Por João Manuel Rocha, in Jornal Público
Depois do discurso de Merkel sobre fracasso do multiculturalismo, executivo avança com reconhecimento de diplomas de estrangeiros para responder às necessidades da economia
A Alemanha vai reconhecer os diplomas de 300 mil imigrantes qualificados e adoptar novas regras sobre a permanência de estrangeiros, que podem passar pela obrigação de frequentar cursos de integração. As medidas foram ontem anunciadas pelo Governo, depois de, no fim-de-semana, a chanceler Angela Merkel ter afirmado que o multiculturalismo "falhou redondamente".
Perante jovens democratas-cristãos, a chefe do Governo defendeu no sábado que os imigrantes têm de "fazer mais" pela sua própria integração e lembrou que "aqueles que não são capazes de aceitar" que os alemães se sentem "ligados "aos valores cristãos" também "não têm lugar aqui".
O site da revista Der Spiegel fazia ontem eco das opiniões de críticos que viram no tom duro de Merkel uma tentativa para inverter a tendência de perda de popularidade e ir ao encontro de preocupações com a imigração expressas em diversos estudos de opinião. Numa análise ao discurso, assinalava também que, fiel ao seu estilo, a chanceler teve o cuidado de não alienar os elementos mais liberais do seu partido ao expressar apoio a um recente discurso do Presidente alemão, Christian Wulff, que salientou que o islão é "uma parte da Alemanha".
Com as medidas, o Governo procura apaziguar os que, no campo conservador, criticam a suposta fraca integração dos imigrantes, sobretudo dos muçulmanos, mas também ir ao encontro das inquietações dos meios económicos - preocupados com a falta de mão-de-obra qualificada que ameaça a retoma da Alemanha, onde vivem 15 milhões de estrangeiros, 18,4 por cento da população.
O plano de reconhecimento de qualificações de estrangeiros foi anunciada ao jornal Financial Times Deutschland pela ministra da Educação, Annette Schavan, segundo a qual a avaliação das competências não será automática e deve ser feita segundo critérios alemães.
O diário bávaro Süddeutsche Zeitung, que teve acesso ao projecto de lei, escreveu que os candidatos ao reconhecimento de habilitações serão submetidos a testes práticos e teóricos ou a entrevistas.
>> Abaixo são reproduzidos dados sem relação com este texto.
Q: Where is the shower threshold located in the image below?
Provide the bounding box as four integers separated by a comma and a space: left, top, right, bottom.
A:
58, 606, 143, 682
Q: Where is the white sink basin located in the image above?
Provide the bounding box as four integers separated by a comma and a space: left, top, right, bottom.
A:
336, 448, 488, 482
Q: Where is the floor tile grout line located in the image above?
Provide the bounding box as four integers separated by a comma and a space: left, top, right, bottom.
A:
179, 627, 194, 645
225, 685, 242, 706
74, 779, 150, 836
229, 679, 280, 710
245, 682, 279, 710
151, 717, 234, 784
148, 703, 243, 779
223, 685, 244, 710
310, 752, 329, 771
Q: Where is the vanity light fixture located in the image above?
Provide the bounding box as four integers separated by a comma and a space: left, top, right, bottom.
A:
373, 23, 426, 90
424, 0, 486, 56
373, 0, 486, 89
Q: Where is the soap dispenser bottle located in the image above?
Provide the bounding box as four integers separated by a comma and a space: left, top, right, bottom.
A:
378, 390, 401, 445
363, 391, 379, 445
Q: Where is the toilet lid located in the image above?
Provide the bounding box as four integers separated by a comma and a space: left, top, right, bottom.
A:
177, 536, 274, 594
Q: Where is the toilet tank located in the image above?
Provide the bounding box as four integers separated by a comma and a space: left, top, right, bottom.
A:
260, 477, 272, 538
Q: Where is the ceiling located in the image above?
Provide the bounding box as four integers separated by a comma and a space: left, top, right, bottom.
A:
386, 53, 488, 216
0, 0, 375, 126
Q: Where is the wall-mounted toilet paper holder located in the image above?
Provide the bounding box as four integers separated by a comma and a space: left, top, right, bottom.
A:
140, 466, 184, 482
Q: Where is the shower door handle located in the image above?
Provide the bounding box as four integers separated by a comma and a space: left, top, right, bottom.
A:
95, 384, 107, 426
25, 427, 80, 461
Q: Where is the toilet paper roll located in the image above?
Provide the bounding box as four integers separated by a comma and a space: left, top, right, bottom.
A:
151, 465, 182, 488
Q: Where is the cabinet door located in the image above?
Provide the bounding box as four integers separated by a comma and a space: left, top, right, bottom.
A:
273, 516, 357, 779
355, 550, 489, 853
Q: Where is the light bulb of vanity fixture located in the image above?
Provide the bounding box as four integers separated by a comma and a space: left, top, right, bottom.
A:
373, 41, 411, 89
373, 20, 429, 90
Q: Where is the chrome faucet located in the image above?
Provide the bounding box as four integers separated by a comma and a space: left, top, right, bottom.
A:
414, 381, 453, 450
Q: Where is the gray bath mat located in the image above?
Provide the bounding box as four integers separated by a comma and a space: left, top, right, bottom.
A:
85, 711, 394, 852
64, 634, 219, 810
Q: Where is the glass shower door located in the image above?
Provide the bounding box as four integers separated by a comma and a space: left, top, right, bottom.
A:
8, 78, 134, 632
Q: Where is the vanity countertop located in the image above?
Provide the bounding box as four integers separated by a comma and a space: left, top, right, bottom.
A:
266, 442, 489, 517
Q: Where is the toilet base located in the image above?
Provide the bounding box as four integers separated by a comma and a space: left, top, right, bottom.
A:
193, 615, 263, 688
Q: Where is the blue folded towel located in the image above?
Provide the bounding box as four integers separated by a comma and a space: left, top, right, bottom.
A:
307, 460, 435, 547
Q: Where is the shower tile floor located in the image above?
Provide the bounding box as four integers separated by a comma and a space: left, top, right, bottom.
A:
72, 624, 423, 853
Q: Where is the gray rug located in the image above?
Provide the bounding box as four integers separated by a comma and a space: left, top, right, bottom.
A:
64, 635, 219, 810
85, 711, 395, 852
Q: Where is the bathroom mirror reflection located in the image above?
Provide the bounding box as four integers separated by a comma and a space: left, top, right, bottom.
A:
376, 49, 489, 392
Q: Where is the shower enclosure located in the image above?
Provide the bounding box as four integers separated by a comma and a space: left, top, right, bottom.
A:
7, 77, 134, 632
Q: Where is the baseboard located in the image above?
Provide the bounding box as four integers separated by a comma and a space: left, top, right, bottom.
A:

A ministra disse que todos terão oportunidade de ver as suas competência avaliadas, mas o jornal refere que campos como a engenharia e a educação são competência dos estados regionais e não do governo federal.
Dados da Câmara de Comércio e Indústria alemã divulgados pela Reuters indicam que a economia do país carece de cerca de 400 mil trabalhadores qualificados. O instituto de pesquisa económica IW calculou que, no ano passado, a falta de mão-de-obra qualificada custou 15 mil milhões de euros à economia alemã e que, se nada for feito, em 2020 faltarão 250 mil trabalhadores qualificados nas áreas técnicas. Dados referidos pela AFP indicam que, no ano passado, a Alemanha, que já está a pagar o preço do envelhecimento da população e da fraca natalidade, teve um saldo migratório negativo de 13 mil pessoas.